Por otra parte, por muy suyas que sean sus reflexiones, el hecho de plasmarlas en un documental las convierte en un espectáculo, con todo lo que conlleva. Y es un espectáculo que quiere generar empatía. Todo el documental, en efecto, nos muestra al artista en gestos cotidianos. Adecuadamente seleccionados, evidentemente, y a saber hasta qué punto plasmados en función de la cámara: lo que parece tan espontáneo no deja de ser parte de un guion. El caso es que esos gestos los reconocemos y nos resultan familiares. Especialmente aquellos más ligados al uso del celular, ya sea el escuchar a través del altavoz del teléfono una música que se acaba de descubrir—Muddy Waters, concretamente, porque un artista clásico hoy no se puede permitir no apreciar la (buena) música popular—o viéndole postear reiteradamente los momentos curiosos de su vida diaria. Y también el inevitable compromiso ecologista, que nos llega en forma de filmación vinculada, cómo no, a su presencia en redes: la actuación en pleno invierno, en streaming para Greenpeace, entre los árboles de la Dannenröder Wald a punto de ser talados.

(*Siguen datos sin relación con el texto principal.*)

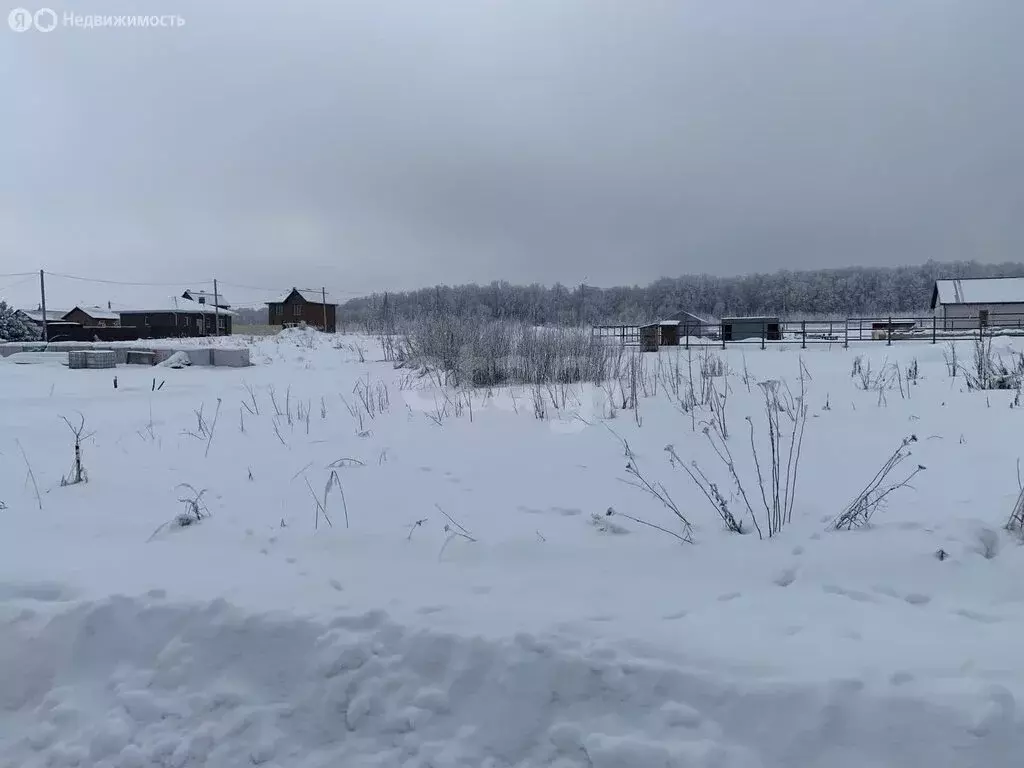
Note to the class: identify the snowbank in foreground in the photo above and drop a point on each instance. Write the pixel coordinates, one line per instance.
(126, 683)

Claro está que el documental se encarga de recordarte que Igor Levit no es un artista cualquiera, sino alguien top top top, que toca más de cien conciertos al año, charla de tú a tú con el presidente de Alemania y es amigo íntimo de Marina Abramovic. Y también deja claro que se trata, a la vez, de un artista actual, muy actual: igual que lo aclaman con una “standing ovation” en el Concertgebouw, te lo puedes encontrar tocando la Appassionata en un directo de Tik-Tok. Con una imparable ristra de reacciones y comentarios, evidentemente. En realidad, ante ese video de Tik-Tok y tantas reacciones que parecen salidas de un guion cinematográfico, la sospecha de que sea todo un montaje no te la quita nadie. Pero que lo sea o no, en el fondo, es irrelevante. Todo este documental es, de algún modo, un montaje: es un montaje de momentos pensados para dar cierta imagen de la persona, y esa persona vive de hacer música, de modo que en última instancia estamos vendiendo al músico autorretratándose. Haciendo, en su conjunto, una performance.

Ahora bien, ¿no es todo lo que vemos en las pantallas una performance? Estamos actuando todo el tiempo, posteando nuestro día a día, y cuando se trata de música esto es especialmente cierto, con ese narcisismo que nos lleva a compartir las salas donde tocamos o lo maravillosas que son nuestras vivencias dentro y fuera del escenario. Y es a la vez una forma de comunicar, de informar, de hacer partícipes al resto del mundo de lo que hacemos. Levit, con este documental, lo hace. Lo hace dando una cierta imagen de sí mismo, y es una imagen que vende. Vende e impacta. Impacta verle dudar tanto, incluso en plena sesión de grabación, con esa Passacaglia de Roland Stevenson literalmente montada frase a frase; impacta notar su confianza absoluta en su técnico de grabación y con ello descartar la idea del gran artista que no necesita a nadie porque sus decisiones no dependen más que de su genio; e impacta percibir de un modo tal explícito su necesitad de contacto físico, de besos y abrazos, y de poner a su persona en el centro de la historia. Por supuesto que es una actuación. Es, toda ella, una performance, y por eso sabe llegarte tanto: porque convierte la experiencia ajena en emociones. Emociones que sientes tú, que la estás observando.